But even if the central bank decides that it's worth taking a more data-dependent approach after the weaker jobs data, its chief has put himself in a difficult position with his recent statements, Cramer said.
"No one wants the Fed to tighten going into a slowdown, especially when we might be in a tariff war around the globe. People want the Fed to be flexible. Thanks to his previous comments, though, Powell's in a lose-lose situation," he said, pointing to Powell's remarks that interest rates were "just below" where they should be.
"It would be wrong to tighten, but if he doesn't give us a full quarter-point rate hike, it will cause a panic," the "Mad Money" host said. "I hate to say it, Mr. Powell, but, here goes: I told you so."
In fairness, Cramer said he "totally" understood why the Fed would raise interest rates this month, citing still-strong Purchasing Managers' Index reports, healthy retail sales and close-to-full employment.
"The fact is, though, the economy's slowing and the stock market sure shows it. [...] That's why it's so skittish," he explained.
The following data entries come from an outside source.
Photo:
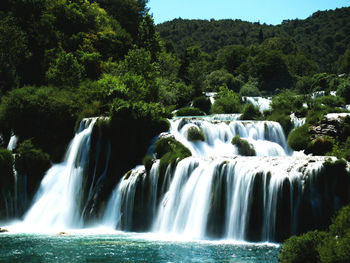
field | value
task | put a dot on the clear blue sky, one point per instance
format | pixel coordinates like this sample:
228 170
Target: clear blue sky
265 11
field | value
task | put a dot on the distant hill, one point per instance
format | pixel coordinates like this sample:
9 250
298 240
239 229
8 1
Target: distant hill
324 36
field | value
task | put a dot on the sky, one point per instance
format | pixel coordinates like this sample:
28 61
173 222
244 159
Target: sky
263 11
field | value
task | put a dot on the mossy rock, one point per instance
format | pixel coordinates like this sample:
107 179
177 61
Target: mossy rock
244 147
170 151
189 111
320 145
299 138
148 161
195 134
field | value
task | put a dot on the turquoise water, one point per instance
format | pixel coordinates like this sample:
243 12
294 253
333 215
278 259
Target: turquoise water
126 248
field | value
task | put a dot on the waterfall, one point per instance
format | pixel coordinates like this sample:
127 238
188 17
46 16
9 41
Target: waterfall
262 103
266 137
262 200
58 202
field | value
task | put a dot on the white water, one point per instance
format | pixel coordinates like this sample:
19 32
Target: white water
12 143
57 203
185 207
262 103
266 137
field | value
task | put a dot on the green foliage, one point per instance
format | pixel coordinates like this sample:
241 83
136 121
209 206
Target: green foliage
325 247
65 71
299 138
344 90
174 93
31 162
138 73
170 151
13 50
148 162
189 111
195 134
226 101
243 146
302 249
46 114
6 169
251 112
283 119
203 103
320 145
250 89
219 78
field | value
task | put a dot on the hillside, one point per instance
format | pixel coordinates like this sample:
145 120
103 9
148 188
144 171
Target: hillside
324 36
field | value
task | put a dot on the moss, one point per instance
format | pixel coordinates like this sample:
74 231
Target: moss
299 138
170 151
148 162
302 248
251 112
320 145
189 111
32 162
195 134
244 147
282 118
203 103
6 169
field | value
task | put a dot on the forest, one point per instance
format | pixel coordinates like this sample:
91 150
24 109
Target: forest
65 60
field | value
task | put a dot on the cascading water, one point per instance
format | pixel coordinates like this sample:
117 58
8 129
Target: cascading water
219 194
266 137
57 204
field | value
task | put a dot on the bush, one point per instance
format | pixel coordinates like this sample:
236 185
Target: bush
226 102
331 101
189 111
6 169
251 112
336 246
344 91
299 138
282 118
170 151
46 115
320 145
243 146
250 89
203 103
301 249
195 134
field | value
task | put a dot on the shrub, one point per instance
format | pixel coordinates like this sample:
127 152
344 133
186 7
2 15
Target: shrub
6 169
251 112
189 111
282 118
250 89
331 101
243 146
301 249
320 145
203 103
344 91
299 138
226 102
195 134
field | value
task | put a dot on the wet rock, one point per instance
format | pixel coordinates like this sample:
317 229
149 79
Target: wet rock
3 230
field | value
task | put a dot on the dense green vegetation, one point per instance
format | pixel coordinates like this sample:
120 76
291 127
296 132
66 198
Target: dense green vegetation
330 246
64 60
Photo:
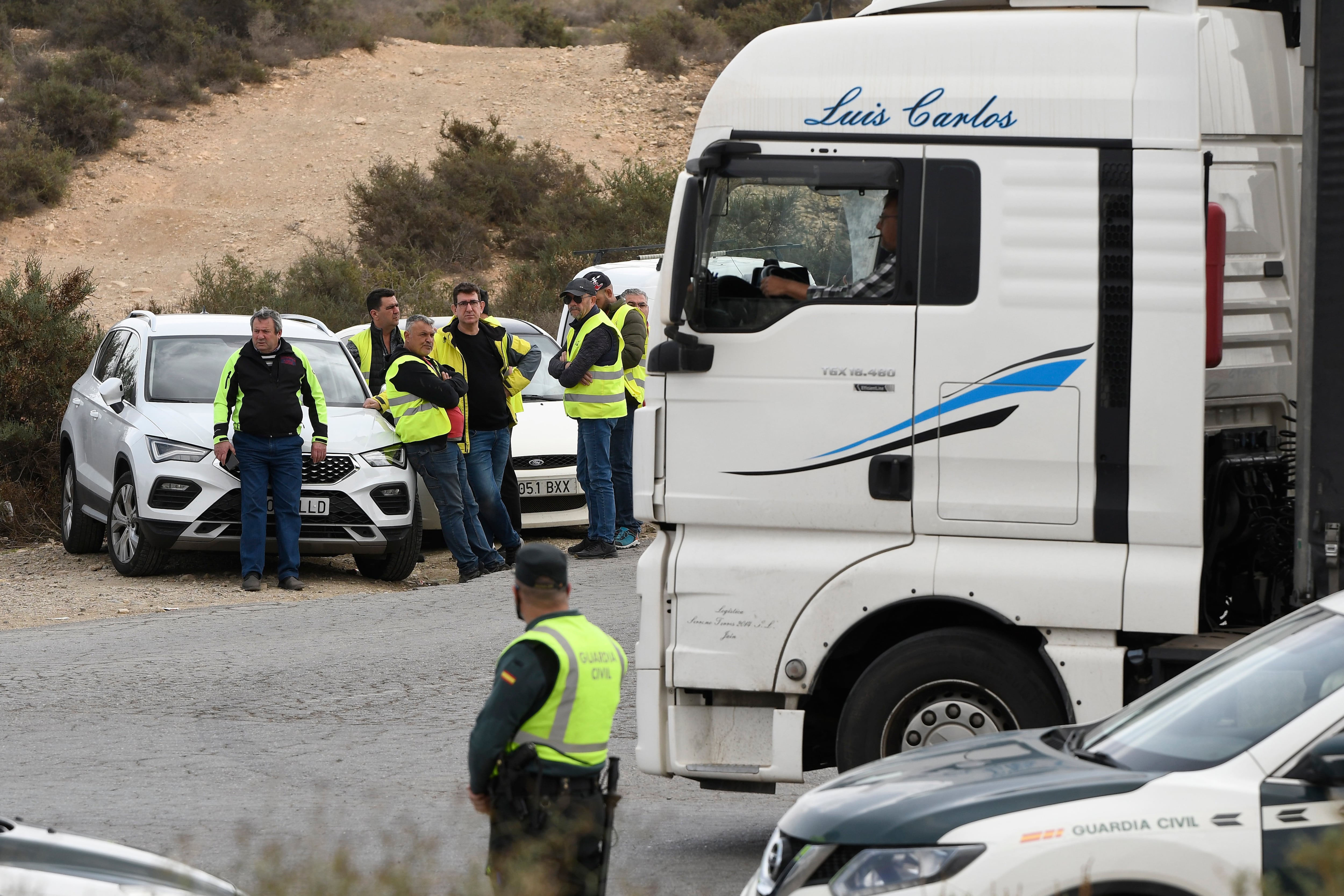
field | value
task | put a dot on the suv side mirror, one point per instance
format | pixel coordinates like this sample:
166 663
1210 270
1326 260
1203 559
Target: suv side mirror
1324 765
112 393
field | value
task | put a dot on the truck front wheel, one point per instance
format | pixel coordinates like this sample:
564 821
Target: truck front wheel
944 686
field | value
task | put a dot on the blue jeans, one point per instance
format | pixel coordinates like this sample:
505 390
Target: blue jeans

The major averages have endured drastic intraday swings this week as investors fretted about a host of economic pressures, including but not limited to the U.S.-China trade dispute.
"Maybe a creative Fed chief could square that circle by holding off on a rate hike, but maybe selling some of the long-term bonds that they've been sitting on since the financial crisis — a different kind of tightening that would fix the inverted yield curve situation," Cramer said. "Although, ... ideally, you don't want any tightening and the Fed would simply sit tight."
All things considered — including the index turning negative for the year — investors should prepare for more market swings in the coming weeks, the "Mad Money" host warned.
"I think we're going to have to slog through these volatility sessions for a bit, as there are all sorts of difficult crosscurrents here" including U.S.-China trade relations and the weakness in shares of stock market bellwether Apple, he said.
"And, of course, an errant Federal Reserve that's backed itself into a corner when it comes to the next rate hike," he added. "Get used to these crosscurrents, because this is the new normal, at least for now."